My name is Vanessa Ladson and I’m from Dover, DE. I need to take 12 medications a day to manage multiple conditions, including fibromyalgia and lupus, which is an autoimmune disease where my body’s immune system attacks healthy tissue. To manage these conditions, I need the drugs Plaquenil and gabapentin. I also take an incredibly pricey medication called Eliquis, which prevents blood clots. These three key medications cost me up to $500 out-of-pocket each month. These prices create an incredible financial strain as my income from Social Security and a small retirement fund is only $2,100 a month.
My husband also lives with prostate cancer and is prescribed the drug Xtandi. He gets some assistance, but it’s horrible to think of what would happen if it were to go away.

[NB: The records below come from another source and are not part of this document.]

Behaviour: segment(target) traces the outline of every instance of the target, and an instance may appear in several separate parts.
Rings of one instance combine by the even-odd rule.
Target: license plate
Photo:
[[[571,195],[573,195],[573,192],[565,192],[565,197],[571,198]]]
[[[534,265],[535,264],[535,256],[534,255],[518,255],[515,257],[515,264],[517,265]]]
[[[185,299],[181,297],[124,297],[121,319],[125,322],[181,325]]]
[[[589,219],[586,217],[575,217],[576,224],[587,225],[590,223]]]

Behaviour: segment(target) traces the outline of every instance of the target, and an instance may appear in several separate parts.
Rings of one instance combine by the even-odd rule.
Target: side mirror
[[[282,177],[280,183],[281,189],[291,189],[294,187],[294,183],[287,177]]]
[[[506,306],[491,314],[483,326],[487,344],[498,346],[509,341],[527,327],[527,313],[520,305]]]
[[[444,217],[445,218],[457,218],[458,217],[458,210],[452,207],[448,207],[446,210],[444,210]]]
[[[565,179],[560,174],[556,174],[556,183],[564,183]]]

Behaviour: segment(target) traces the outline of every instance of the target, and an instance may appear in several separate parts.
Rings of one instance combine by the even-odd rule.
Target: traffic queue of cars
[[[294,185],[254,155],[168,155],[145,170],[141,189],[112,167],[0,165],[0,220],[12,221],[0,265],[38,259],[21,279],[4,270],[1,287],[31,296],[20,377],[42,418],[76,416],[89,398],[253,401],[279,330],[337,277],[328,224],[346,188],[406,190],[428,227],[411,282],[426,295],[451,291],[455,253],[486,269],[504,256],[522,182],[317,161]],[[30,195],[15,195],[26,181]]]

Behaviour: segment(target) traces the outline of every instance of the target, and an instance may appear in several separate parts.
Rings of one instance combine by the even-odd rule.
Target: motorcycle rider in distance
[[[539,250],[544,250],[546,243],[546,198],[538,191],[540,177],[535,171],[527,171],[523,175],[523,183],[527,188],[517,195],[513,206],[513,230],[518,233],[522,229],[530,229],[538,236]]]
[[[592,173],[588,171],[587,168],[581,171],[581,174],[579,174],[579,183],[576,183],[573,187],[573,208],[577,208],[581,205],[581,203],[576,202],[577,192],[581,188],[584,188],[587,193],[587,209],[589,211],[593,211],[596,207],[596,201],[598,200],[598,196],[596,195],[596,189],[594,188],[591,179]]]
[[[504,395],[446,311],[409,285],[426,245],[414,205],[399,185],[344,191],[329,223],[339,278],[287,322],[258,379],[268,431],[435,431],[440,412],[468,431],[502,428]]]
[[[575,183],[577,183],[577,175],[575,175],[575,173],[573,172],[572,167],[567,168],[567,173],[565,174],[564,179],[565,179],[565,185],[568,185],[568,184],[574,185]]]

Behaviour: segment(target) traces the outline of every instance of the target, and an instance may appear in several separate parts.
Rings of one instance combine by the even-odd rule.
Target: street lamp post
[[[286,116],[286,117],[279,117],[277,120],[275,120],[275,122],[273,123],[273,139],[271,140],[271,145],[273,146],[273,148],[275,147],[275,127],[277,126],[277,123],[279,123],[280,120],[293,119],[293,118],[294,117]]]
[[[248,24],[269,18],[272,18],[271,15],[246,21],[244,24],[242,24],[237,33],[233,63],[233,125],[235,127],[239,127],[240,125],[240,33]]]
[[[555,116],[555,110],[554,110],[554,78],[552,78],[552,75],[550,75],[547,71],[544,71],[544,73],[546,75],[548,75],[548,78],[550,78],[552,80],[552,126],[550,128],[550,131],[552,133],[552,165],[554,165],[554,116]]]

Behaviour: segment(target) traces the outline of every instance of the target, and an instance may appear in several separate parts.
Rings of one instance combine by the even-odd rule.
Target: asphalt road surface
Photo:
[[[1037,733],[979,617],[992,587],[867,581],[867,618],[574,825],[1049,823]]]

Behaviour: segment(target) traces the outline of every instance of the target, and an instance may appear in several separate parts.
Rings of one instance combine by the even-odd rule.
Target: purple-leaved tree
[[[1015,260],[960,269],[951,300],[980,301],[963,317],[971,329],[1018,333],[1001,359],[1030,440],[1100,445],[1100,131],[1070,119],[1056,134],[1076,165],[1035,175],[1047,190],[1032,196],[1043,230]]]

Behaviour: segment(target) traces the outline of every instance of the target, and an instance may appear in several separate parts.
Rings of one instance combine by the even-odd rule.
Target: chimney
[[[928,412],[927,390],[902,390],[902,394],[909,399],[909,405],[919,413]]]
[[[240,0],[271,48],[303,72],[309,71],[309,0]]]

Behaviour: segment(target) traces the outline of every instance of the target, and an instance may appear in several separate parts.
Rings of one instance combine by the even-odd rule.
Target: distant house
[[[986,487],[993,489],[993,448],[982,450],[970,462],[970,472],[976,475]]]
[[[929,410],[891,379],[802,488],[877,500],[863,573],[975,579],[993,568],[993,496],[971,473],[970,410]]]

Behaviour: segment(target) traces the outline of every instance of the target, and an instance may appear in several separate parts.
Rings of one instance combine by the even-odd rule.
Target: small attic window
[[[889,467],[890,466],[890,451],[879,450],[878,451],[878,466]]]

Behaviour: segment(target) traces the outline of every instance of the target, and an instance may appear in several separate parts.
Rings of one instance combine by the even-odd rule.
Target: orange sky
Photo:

Both of us are on Medicare. At times, it feels like I’m robbing Peter to pay Paul to afford my medications. I’ve had to ask my grown children for help in order to afford my prescriptions at times, which I hate having to do.
I have to scrimp and save to afford to eat. But I know other senior citizens who are much worse off — some are even eating cat food to be able to afford their drugs. But it’s a catch-22: If they don’t eat, they’ll die, and if they don’t have their medications, they die. My husband and I try to help by making them food when we can.
I’ve been depressed living with these physical conditions and dealing with all these high prices at the same time. Simply put, I don’t live the kind of life I want to live. With multiple conditions, I already live with uncertainty as to the type of pain I might face day to day. I should be able to afford medicines without so much worry on top of my illnesses and symptoms.
Other countries help out their seniors. As the richest country in the world, the United States should be able to take care of us. We need to let Medicare negotiate for the prices of our medications like other wealthy nations do.